Netflix met en ligne un épisode interactif de la série "Black Mirror" avec cinq fins différentes

Dans cet épisode très spécial, le héros Stefan se lance dans l'adaptation en jeu vidéo de son roman favori : un livre dont vous êtes le héros.

\"Bandersnatch\", issu de la série \"Black Mirror\", a été mis en ligne vendredi 28 décembre 2018.
"Bandersnatch", issu de la série "Black Mirror", a été mis en ligne vendredi 28 décembre 2018. (NETFLIX)

Pour le petit déjeuner, préférerez-vous des céréales Frosties ou celles au miel ? Ce choix est l'un des premiers à effectuer dans Bandersnatch, cet épisode interactif tiré de la série Black Mirror diffusé sur Netflix vendredi 28 décembre. Calqué sur le principe des livres dont vous êtes le héros, il propose au téléspectateur d'influer sur son déroulement en lui présentant à intervalles réguliers des décisions à prendre à l'aide de sa télécommande, de sa souris ou de sa tablette tactile.
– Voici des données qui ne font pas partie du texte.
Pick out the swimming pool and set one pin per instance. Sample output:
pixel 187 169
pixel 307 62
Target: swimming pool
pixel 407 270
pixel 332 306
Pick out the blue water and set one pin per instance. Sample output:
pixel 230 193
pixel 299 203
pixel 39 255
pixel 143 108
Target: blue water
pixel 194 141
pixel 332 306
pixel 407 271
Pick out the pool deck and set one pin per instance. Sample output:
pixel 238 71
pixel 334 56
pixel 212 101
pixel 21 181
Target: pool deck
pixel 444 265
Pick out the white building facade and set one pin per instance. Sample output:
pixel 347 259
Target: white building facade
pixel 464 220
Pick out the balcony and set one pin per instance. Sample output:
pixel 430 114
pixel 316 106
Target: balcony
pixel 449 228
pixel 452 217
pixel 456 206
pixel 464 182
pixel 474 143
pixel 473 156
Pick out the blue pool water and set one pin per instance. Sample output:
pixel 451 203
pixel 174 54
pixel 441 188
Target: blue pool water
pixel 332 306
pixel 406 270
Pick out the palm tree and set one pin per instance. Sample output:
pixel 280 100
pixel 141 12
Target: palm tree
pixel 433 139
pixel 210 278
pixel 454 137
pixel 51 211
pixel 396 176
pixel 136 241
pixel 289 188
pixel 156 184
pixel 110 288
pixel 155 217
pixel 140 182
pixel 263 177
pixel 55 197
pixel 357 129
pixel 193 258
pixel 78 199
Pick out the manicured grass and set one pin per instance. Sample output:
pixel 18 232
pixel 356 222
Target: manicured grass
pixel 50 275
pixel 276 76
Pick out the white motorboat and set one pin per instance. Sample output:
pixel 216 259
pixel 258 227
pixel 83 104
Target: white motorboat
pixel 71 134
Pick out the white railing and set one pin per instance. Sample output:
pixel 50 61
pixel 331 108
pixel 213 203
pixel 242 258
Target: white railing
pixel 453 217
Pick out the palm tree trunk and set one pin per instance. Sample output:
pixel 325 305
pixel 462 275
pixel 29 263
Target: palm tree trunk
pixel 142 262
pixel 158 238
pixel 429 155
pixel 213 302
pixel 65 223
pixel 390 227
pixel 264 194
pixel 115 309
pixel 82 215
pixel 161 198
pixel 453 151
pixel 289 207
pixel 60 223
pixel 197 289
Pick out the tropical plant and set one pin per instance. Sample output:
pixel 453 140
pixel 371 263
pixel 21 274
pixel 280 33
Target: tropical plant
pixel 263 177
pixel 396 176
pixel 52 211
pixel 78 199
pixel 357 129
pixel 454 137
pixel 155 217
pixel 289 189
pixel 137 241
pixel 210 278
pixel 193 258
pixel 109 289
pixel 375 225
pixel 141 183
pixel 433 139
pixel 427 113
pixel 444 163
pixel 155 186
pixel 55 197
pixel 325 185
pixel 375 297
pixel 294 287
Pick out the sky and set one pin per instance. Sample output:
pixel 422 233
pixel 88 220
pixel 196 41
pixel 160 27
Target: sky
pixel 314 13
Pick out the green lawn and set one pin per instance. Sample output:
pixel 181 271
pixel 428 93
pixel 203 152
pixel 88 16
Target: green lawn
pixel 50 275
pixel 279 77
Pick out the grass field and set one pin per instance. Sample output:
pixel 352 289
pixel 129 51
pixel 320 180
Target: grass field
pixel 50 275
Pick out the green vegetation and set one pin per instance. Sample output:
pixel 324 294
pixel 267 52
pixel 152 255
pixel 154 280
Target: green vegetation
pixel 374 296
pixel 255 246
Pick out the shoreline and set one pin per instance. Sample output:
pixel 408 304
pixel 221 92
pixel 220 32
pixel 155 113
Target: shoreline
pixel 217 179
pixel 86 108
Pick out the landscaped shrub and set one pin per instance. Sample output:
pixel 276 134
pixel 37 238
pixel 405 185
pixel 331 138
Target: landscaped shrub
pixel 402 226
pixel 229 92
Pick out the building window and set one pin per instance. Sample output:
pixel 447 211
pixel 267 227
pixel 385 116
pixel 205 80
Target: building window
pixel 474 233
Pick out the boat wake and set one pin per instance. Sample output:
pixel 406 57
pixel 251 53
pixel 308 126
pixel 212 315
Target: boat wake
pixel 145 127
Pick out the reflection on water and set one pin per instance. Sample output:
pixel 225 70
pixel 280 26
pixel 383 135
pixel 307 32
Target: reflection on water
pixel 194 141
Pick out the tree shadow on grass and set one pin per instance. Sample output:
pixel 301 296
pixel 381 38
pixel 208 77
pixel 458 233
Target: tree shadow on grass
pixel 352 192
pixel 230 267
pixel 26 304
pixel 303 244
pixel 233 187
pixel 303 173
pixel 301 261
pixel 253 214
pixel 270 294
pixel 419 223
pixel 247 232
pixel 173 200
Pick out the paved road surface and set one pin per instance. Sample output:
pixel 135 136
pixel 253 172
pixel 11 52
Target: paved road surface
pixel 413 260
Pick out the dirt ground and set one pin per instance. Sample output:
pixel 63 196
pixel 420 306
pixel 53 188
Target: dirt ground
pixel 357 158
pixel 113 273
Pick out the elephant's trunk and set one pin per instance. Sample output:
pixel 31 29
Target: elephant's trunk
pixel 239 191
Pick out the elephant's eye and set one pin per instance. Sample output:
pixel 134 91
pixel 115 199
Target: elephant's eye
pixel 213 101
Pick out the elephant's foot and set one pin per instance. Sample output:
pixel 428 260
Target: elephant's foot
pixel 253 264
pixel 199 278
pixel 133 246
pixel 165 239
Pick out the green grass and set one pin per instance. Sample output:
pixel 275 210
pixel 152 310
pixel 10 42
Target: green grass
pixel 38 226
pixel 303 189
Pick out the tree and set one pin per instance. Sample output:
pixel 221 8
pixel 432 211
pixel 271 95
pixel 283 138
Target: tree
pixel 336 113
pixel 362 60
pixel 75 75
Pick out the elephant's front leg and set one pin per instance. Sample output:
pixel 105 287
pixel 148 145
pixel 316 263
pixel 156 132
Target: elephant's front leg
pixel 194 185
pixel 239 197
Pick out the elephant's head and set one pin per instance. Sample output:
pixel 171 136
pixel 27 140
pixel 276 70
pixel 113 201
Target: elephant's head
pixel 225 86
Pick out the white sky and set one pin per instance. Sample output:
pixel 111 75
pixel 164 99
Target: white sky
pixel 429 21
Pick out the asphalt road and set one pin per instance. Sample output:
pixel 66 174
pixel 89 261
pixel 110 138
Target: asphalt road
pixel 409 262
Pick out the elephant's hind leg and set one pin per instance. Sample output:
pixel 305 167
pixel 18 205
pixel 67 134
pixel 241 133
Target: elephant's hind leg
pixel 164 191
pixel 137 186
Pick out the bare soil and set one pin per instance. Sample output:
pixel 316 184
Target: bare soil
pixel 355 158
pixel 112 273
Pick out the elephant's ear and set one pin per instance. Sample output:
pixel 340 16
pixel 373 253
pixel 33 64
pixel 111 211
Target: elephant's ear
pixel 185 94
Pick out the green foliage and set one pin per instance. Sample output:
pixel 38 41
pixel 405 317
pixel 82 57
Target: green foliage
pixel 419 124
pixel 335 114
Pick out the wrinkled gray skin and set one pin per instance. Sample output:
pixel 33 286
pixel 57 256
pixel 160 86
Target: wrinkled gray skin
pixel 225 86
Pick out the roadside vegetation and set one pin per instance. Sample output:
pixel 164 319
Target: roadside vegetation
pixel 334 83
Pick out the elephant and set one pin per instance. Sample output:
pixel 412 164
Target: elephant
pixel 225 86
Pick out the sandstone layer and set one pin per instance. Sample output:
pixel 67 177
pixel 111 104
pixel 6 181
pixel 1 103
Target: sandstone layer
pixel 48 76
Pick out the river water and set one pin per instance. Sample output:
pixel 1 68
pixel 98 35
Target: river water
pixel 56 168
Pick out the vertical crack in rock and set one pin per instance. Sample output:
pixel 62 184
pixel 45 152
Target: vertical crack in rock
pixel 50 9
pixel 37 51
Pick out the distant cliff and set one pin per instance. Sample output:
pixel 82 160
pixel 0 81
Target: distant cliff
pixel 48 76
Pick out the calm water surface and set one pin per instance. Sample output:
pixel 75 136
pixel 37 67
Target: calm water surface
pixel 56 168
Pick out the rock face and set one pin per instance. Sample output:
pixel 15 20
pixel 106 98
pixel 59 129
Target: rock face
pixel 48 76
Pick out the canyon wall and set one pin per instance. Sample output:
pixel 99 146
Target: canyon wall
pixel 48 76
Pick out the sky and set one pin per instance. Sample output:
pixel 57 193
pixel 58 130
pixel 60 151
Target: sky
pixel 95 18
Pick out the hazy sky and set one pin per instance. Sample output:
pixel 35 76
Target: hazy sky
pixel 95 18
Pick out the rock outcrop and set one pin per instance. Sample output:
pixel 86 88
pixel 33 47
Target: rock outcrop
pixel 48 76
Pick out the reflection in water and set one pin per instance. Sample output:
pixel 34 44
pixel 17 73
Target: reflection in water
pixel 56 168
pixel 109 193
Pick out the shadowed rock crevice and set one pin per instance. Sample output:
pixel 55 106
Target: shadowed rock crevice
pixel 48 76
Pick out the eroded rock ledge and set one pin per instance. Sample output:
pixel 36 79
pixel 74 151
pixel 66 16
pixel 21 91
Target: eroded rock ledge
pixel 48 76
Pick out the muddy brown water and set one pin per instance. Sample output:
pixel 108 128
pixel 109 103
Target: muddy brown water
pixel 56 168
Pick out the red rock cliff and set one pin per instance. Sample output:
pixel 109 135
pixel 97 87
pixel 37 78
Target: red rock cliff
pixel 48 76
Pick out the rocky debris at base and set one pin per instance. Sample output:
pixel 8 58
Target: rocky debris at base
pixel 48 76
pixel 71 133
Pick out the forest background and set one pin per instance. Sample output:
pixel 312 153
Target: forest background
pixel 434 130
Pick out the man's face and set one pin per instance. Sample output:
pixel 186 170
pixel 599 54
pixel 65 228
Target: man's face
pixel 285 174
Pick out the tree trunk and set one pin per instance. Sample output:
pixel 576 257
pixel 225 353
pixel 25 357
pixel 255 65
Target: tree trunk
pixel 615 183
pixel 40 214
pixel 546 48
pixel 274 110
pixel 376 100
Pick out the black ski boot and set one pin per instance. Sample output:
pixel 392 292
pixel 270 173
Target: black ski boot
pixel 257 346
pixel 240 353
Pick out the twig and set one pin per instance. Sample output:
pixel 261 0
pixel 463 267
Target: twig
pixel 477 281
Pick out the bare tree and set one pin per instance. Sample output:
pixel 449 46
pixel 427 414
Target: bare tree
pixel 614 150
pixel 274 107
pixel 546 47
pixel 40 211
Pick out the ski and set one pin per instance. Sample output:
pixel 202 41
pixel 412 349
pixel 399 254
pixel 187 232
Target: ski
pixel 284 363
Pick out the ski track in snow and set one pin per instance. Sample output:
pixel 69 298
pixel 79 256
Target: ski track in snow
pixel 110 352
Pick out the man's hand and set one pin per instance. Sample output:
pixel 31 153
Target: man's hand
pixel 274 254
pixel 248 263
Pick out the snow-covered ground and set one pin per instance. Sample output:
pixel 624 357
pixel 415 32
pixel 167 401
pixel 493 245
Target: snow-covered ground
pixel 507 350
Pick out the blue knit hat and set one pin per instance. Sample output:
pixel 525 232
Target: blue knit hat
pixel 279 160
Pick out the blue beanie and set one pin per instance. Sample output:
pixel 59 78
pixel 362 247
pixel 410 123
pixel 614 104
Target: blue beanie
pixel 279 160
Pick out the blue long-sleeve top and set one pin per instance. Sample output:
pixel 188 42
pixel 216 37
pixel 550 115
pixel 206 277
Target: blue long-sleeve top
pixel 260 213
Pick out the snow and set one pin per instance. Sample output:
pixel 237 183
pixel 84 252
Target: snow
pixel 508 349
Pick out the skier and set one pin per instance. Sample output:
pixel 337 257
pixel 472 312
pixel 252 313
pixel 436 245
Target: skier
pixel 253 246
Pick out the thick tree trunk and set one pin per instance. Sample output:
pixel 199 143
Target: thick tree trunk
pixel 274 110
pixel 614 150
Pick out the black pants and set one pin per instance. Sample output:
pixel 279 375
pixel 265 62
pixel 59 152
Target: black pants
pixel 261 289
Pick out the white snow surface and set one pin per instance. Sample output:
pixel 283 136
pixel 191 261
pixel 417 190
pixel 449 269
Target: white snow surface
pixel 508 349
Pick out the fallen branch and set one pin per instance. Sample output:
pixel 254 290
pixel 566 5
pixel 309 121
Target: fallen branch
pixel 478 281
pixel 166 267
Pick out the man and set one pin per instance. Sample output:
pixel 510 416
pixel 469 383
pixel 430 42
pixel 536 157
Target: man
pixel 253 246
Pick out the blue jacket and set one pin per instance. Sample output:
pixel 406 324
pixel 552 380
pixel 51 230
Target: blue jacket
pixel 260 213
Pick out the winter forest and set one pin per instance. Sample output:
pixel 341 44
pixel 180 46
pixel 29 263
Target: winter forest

Contrairement à la plupart des épisodes de cette série, qui se déroulent dans un futur proche et mettent l'accent sur les conséquences inattendues des nouvelles technologies, l'action de Bandersnatch se déroule en 1984.

Une durée moyenne d'une heure et demie

Elle se penche sur l'histoire d'un jeune informaticien appelé Stefan, incarné par le Britannique Fionn Whitehead (récemment vu dans Dunkerque), qui se lance dans l'adaptation en jeu vidéo de son roman favori : un livre dont vous êtes le héros appelé Bandersnatch. Un défi qui va compliquer sa vision de la réalité.

Difficile de savoir si Bandersnatch est un nouvel épisode de la série ou un long-métrage à part entière. Selon les choix effectués par le téléspectateur, le générique de fin peut en effet défiler dès 40 minutes, même si le temps de visionnage moyen est d'une heure trente environ, explique le magazine Variety (article en anglais), qui précise que cinq fins différentes sont disponibles.

L'exercice est-il pour autant réussi ? Difficile à dire, selon Le Parisien. "Selon les choix effectués, l'intrigue finale peut s'avérer très décevante, et donc extrêmement frustrante, ou au contraire très réussie", écrit le quotidien sur son site internet.